Can short people do politics?
Yes, there are some success stories. But height can be a barrier to power
“Well, when I walk behind short people I feel like I'm going to fall over because I start taking these little steps, and I can't take little steps.”
Venus Williams
Let’s imagine, as a small person, politics was the career I wanted. (It’s not, but given I did study Politics, Philosophy and Economics at university, you never can rule it out).
Creating policies that make people’s lives better is one of those things where height shouldn't impact performance. That should, theoretically at least, be determined by a mix of experience, aptitude, vision, intelligence, empathy and dedication. What should matter is that our politicians make the right decisions at the right times for the benefit of all.
Does height have any bearing on that equation? You’d think we’d be eager to focus on what those in power actually do. But we aren’t.

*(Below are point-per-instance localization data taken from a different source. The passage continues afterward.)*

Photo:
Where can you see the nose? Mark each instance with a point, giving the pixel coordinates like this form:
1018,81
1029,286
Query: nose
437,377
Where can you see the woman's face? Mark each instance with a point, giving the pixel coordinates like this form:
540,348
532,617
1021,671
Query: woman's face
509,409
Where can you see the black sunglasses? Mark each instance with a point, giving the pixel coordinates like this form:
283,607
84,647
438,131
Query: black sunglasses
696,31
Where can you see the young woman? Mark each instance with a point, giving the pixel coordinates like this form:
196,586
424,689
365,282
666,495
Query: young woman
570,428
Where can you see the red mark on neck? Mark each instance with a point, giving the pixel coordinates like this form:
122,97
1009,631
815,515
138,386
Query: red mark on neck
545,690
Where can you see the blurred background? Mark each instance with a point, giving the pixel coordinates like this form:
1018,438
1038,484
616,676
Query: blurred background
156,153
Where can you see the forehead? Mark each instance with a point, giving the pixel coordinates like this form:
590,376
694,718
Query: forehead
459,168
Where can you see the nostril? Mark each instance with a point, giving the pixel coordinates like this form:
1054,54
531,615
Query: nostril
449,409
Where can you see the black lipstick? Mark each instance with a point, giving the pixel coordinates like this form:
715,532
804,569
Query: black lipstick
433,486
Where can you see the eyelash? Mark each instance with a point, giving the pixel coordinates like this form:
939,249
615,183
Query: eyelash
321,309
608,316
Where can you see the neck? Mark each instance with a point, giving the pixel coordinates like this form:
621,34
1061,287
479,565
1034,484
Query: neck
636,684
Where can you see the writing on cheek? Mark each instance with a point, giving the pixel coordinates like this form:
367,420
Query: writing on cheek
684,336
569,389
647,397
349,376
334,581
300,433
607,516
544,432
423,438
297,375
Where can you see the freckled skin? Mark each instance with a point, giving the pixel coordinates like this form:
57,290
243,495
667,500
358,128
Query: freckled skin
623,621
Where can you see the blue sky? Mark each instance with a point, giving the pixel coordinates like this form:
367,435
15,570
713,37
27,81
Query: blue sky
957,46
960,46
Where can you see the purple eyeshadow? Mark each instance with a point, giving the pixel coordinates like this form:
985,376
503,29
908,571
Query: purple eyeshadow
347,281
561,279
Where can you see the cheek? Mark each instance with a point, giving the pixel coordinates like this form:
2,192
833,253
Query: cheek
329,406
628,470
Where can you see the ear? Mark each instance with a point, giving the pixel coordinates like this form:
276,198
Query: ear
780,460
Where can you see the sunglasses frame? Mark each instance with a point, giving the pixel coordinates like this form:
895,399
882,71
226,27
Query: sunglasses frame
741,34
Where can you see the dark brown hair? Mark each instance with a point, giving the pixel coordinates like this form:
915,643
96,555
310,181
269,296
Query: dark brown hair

We make height a topic of political conversation. Take this excerpt from Mirror associate editor Kevin Maguire, part of a column he wrote for The New Statesman, as a case in point:
“Straining to stay on her plinth and avoid permanent quarantine is low-flying Priti Patel. No 10 [Downing Street] installs a platform behind the podium when the matchbox-sized home secretary is risked on a 5pm TV briefing. The added inches fail to make up the numbers in the garbled statistics given by Priti Useless.”
What a hilarious anecdote from the corridors of Westminster. One may be no defender of Ms Patel. Quite the opposite, in fact. But of all the things to call her out on, is height really the right target? Does it not just weaken one’s case if you wanted to hold her to account on something actually important that you had previously focussed on such trivialities?
And if she’s matchbox-sized, what does that make me? Match-sized?
Maybe Maguire is simply channelling his inner Shakespeare, who writes of Hermia in A Midsummer Night’s Dream that “though she be but little, she is fierce” when she repeatedly acts against the will of her father. Maybe he is actually doing a great service to Patel. Or maybe he’s just slagging her off.
The first words of my first online search result for Patel, courtesy of a profile in The Week magazine, are “small, scrappy and spunky.” The latter two are character traits, which may or may not be relevant to her fitness to govern. The first is simply a physical observation.
Or so one would think. But being small has a bearing far beyond a spatial measurement in the world of politics as much as in other professions - if not more so.
Patel takes her fair share of flack for having the temerity to be 5’3’’. Or 5’6’’, according to other internet sources. That there’s such discrepancy in the measurement may well say something about how keen Patel is to be identified as 5’3’’: probably not very.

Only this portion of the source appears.